"There is a feel-good factor about the national team in Ireland. They will get behind their team and it will alleviate the current situation," Houghton told Reuters in an interview.
"The anticipation and the build-up in Ireland is much bigger than what it is in England, where I live now," said the former Liverpool and Aston Villa midfielder, who scored Ireland's first-ever goal at the European finals against England in 1988.
Houghton's header past Peter Shilton gave Ireland a famous 1-0 victory over their fierce rivals.
Ronnie Whelan bettered that effort with a spectacular volley in a 1-1 draw with Russia and the Irish were unlucky to lose to eventual winners Netherlands as they failed to progress in the eight-team tournament.
After an absence of 24 years, Ireland beat Estonia in the playoffs to qualify for only the second time and are drawn in Group C against Croatia, Spain and Italy. The Irish will play all their group games in Poland.
Houghton believes that they will have to take something from their opening game against Croatia on June 10 in Poznan to have any chance of progressing.
"We have to remember that Ireland are up against the last two winners of the World Cup in Spain and Italy, so that first game is hugely important. If we don't take something there, we'll struggle," he said.
Capped 73 times by Ireland, Glasgow-born Houghton was the architect of two great opening results for Ireland - his header against England in the 1988 win and the looping shot against Italy at the 1994 World Cup in the United States, giving Ireland another precious 1-0 triumph.
"I never get tired of talking about those goals but hopefully in the future someone else will come along and do something similar," he said.
Now 50 and working as a television pundit for Irish TV station RTE, Houghton was at the Bernabeu on Wednesday to see Spanish leaders Real Madrid go out of the Champions League semi-finals on penalties to Bayern Munich but he does not see it as a sign of weakness in Spanish football.
"In fairness, I'd have preferred it if Barcelona and Madrid had both qualified for the final," he said.
"Now they've both gone out and the league is all but settled, so the Spain coach will be hoping that some of his players can get some rest before the finals."
Asked which of the Irish players he thought would make the biggest impression at Euro 2012, he singled out winger Aiden McGeady, who started his career at Celtic but now plays for Spartak Moscow in Russia.
"I think Aiden could do it - sometimes he lacks discipline and his final ball is not always great, but he's improved a lot since moving to Russia and gotten stronger.
"This could be the tournament where he shows his potential."
“Another one to watch is Sunderland winger James McClean.
"I'm not sure if he'll make the squad but I think he should go.

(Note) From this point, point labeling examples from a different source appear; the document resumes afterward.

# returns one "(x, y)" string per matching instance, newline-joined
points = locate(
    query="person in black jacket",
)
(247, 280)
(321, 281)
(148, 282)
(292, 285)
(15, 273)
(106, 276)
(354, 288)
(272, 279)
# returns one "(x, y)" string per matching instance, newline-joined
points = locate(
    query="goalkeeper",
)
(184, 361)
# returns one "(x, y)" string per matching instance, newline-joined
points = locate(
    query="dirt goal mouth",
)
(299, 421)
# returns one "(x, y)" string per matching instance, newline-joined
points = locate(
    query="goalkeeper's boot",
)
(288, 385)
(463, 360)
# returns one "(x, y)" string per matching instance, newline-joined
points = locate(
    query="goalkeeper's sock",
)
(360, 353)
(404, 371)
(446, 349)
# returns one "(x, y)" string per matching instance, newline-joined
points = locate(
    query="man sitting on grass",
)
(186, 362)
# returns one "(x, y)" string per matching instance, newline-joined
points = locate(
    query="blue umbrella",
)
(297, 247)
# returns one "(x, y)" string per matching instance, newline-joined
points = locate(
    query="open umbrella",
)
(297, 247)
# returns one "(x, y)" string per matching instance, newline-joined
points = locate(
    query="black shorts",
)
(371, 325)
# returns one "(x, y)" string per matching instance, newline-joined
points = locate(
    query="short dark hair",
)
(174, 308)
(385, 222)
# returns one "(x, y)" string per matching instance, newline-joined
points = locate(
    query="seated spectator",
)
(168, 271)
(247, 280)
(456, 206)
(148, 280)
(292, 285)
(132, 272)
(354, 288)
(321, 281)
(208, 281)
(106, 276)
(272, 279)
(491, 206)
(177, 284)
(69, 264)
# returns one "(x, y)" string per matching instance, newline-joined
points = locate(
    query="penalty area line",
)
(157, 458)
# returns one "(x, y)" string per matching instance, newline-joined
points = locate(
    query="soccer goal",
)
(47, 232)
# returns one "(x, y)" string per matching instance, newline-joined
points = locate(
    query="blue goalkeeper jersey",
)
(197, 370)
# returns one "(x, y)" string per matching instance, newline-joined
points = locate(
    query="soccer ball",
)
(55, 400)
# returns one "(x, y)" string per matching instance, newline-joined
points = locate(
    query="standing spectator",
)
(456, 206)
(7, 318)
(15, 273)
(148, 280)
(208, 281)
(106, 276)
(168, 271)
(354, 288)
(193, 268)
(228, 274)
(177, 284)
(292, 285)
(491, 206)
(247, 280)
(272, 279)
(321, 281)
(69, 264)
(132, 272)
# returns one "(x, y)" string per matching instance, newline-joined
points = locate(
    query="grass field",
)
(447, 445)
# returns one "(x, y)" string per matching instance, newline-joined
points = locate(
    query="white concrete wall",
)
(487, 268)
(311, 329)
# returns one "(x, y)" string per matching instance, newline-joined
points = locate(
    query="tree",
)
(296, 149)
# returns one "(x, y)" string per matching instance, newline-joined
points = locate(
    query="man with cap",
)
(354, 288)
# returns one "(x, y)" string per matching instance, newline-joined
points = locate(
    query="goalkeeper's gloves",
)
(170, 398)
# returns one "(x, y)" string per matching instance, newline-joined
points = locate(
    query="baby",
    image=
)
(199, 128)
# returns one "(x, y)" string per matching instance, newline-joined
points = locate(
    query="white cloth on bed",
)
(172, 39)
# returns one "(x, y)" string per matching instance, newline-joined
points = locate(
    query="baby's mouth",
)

He could give us that little extra that you need in games like these," Houghton said.
Houghton believes that the current Irish side is better equipped mentally than his 1988 team.
"We were supposed to come last in the group with no points. No one gave us a prayer. “But we got off to a good start and the whole country got behind the team," he added.
Prices are rocketing but Houghton still expects many Irish fans to head to Poland in June despite the economic hardship.
"There's great loyalty there - you see it with the rugby team and you see it in other sports, but soccer is their game. They love it," he said of Irish supporters.